I’m having trouble sleeping, y’all. Not falling asleep, mind you – just staying asleep. Almost every night for the past . . . gosh, it seems like a year but it’s probably more like two weeks . . . I’ve been waking up around 3 a.m. and staying that way. Awake. Utterly, terribly awake.

I’m told my cursed condition has many possible causes: the recent Blood Moon, Mercury in retrograde, advanced middle age . . . None of these things is under my control, and thankfully, each will pass. (Though I’ve heard old age is even worse than middle age for sleeping. Uh oh.)

Here’s the thing about being awake at 3 a.m.: Nobody else is. The world is very quiet at 3 a.m., which makes your brain seem very noisy. At 3 a.m., your worst self takes center stage, in all its grandiose, scenery-chewing glory – “I’m ready for my close-up, Mr. DeMille” – and you lie there in the dark, willing the curtain to fall, growing more desperate – and more awake – as the minutes tick by. Loudly.

Long ago, I invented a name for this period of unwelcome consciousness that sometimes occurs between 3 a.m. and the ringing of the alarm clock. I call it The Remorseful Hour. It’s the time when every mistake you’ve ever made comes back to haunt and harangue you with a merciless immediacy. That cruel remark you made to your little sister when you were 12 and she was 10 . . . that thank-you note you didn’t write 17 years ago . . . that cute, sweet boy you dumped on in college . . . that awful column you wish you’d never published . . . They all come raging back, screeching through your noggin like a pack of flying monkeys, reminding you that you are, indeed, the worst person who ever lived and, in fact, unworthy of sleep.

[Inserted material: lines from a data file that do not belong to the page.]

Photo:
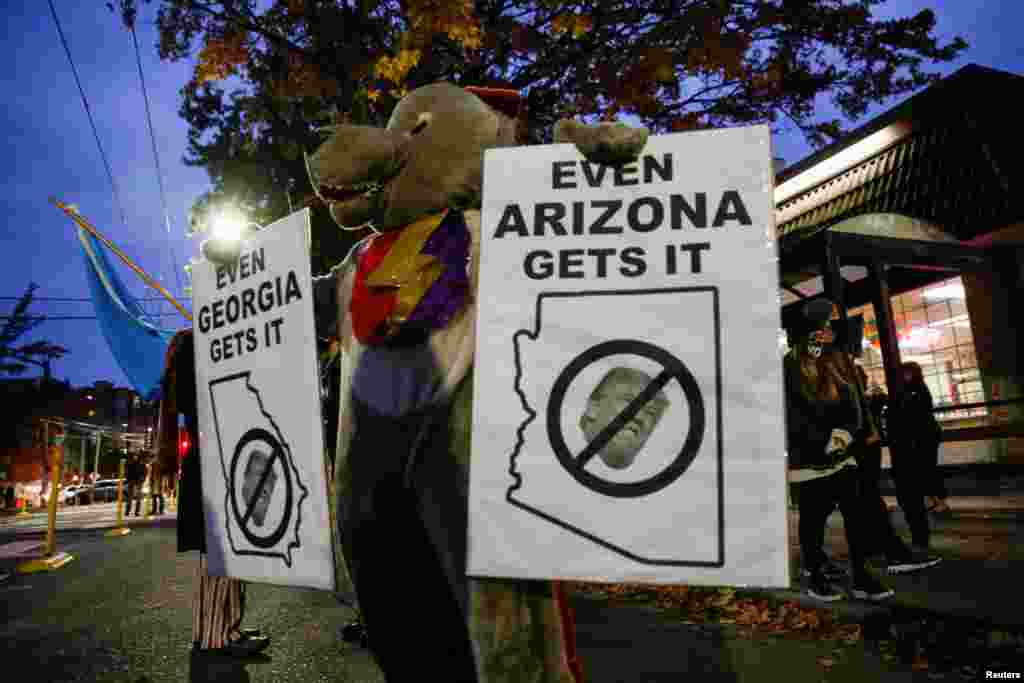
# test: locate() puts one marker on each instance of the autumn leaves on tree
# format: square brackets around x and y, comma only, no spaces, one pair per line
[270,72]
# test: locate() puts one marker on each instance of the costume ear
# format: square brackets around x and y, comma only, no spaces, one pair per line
[505,100]
[603,142]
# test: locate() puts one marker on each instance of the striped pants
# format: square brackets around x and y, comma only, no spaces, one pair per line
[217,608]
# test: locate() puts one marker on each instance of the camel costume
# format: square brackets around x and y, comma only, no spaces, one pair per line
[402,305]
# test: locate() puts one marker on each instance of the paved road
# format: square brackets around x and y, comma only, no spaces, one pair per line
[100,515]
[121,612]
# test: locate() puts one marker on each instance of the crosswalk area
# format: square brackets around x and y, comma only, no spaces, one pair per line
[99,515]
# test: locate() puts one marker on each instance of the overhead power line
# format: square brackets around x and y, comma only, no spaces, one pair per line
[88,112]
[73,317]
[73,299]
[156,155]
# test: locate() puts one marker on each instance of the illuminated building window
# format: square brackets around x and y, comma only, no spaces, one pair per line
[934,331]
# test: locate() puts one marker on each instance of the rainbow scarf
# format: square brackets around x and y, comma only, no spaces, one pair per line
[416,278]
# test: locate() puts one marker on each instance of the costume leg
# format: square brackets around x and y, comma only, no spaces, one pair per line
[391,549]
[880,535]
[910,485]
[217,609]
[847,492]
[817,500]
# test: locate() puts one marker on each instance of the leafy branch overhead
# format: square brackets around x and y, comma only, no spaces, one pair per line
[269,73]
[13,358]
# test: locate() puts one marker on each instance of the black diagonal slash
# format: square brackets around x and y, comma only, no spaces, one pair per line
[251,503]
[623,418]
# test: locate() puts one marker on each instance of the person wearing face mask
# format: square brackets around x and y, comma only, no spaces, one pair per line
[823,415]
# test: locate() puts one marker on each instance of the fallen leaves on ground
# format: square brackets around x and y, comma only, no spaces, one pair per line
[725,606]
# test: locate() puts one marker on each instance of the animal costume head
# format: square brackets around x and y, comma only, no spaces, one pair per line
[402,306]
[430,157]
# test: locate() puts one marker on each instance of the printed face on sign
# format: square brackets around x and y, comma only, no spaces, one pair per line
[255,496]
[610,397]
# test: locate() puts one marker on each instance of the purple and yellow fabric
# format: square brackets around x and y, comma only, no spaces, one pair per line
[416,276]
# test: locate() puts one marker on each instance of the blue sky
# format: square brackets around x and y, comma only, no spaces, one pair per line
[49,150]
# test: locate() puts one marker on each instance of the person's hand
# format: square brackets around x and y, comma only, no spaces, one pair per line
[838,441]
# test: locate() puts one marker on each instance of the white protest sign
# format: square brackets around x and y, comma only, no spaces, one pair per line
[628,418]
[261,441]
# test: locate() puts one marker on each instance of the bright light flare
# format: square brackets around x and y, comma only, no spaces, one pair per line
[228,225]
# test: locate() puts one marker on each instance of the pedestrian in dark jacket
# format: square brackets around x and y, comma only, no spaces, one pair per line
[134,476]
[881,537]
[914,435]
[219,603]
[822,416]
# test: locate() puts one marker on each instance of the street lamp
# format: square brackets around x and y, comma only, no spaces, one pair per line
[228,227]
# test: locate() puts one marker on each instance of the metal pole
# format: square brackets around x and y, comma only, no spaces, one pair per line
[84,224]
[121,483]
[51,525]
[888,339]
[95,466]
[81,460]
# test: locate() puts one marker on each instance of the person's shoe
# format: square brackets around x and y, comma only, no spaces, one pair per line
[820,588]
[866,587]
[832,570]
[914,560]
[246,646]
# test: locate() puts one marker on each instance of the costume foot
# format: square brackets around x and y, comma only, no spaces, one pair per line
[245,646]
[866,587]
[355,633]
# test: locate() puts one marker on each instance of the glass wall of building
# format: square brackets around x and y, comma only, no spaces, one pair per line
[934,331]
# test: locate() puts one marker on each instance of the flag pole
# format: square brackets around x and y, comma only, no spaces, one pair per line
[84,224]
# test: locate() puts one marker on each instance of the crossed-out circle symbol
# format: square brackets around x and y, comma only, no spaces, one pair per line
[243,516]
[672,369]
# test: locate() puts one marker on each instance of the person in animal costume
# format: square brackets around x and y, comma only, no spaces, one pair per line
[402,306]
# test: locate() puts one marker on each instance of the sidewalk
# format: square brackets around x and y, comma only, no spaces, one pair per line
[950,623]
[77,624]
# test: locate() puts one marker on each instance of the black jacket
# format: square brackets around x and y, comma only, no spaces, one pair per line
[809,423]
[911,422]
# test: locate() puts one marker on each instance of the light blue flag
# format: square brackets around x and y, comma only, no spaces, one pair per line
[136,342]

And it’s not just about remorse. For every regret that drag races through your mind at 3 a.m., a fear shows up to ride shotgun. Lately, ISIS and Ebola have been my primary mental marauders, along with a host of minor worries that seem downright major at this God-forsaken hour. Since I have to rise for good between 5:30 and 6 in order to get my kid fed, packed up, and in the car headed to school by the offensive hour of 7 a.m., the worst fear of all, at 3 a.m., is that I won’t go back to sleep. This fear is seldom unfounded.

One recent 3 a.m., instead of lying there with regretful anxiety running roughshod through my frontal lobe, I decided to do a little reading. (Reading can distract you from the flying monkeys, and occasionally even lulls you back to sleep – usually about 5 minutes before the alarm buzzes.) I curled up on the couch with my trusty Kindle Fire, and Googled ‘sleep,’ which brought me to an article on the Collective Evolution website called, “Your Ancestors Didn’t Sleep Like You – Are We Doing It Wrong?”

According to the article, “evidence continues to emerge, both scientific and historical, suggesting that the way in which the majority of us currently sleep may not actually be good for us. In 2001, historian Roger Ekirch of Virginia Tech published a paper that included over 15 years of research. It revealed an overwhelming amount of historical evidence that humans used to in fact sleep in two different chunks.”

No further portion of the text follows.